Una de las debilidades de España se deriva de una posición internacional deficitaria

 

“Creemos que las empresas internacionalizadas son más productivas, tienen mejor acceso a la financiación, son más flexibles, invierten más fuerte”, sentencia Steinberg.

En cualquier caso, ha recalcado también que “no se trata de que España se tenga de que convertir en China o Alemania”, sino que “una de las debilidades de España se deriva de una posición internacional deficitaria”.

Con respecto a las recomendaciones expuestas en el Índice, el secretario de Estado de Comercio, Jaime García-Legaz, ha señalado que en España un 0,5% de las empresas son grandes empresas, pero que en el principal socio comercial español, Alemania, el porcentaje es del 3%.

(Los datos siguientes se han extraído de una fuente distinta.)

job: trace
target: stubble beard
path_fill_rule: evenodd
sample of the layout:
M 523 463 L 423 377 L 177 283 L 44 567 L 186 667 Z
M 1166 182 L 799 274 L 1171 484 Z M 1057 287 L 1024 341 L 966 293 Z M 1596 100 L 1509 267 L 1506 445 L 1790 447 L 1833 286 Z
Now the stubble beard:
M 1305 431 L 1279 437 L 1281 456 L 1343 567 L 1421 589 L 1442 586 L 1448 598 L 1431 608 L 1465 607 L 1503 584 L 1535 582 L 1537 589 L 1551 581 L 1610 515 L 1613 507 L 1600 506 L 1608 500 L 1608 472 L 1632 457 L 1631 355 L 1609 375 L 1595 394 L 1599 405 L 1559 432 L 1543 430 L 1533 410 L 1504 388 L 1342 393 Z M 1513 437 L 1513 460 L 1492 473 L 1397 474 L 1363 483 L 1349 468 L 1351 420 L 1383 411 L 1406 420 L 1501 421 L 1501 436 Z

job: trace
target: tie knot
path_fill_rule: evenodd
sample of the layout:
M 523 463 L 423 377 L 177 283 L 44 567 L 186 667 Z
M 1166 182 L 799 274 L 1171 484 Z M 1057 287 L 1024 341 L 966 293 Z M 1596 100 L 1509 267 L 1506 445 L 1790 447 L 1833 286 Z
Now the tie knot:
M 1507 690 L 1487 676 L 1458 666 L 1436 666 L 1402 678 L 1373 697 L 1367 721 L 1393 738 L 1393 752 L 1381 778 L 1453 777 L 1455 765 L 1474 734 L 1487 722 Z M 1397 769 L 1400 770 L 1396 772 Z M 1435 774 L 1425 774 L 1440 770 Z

“Eso es una diferencia radical que tiene consecuencias”, indica, antes de puntualizar, por otra parte, que la empresa grande española que exporta “lo hace tanto o más que la alemana”.

El co-autor del trabajo, el Dr. García-Legaz ha destacado también que la depreciación del euro es un “factor importante” para la recuperación de la economía española.

Por último, el secretario de Estado ha dicho que la bajada de los precios del petróleo va a mejorar la relación de intercambio de España, un país netamente importador de petróleo. “Lo único que cabría esperar es que esta rebaja se mantuviera en el tiempo”, ha añadido.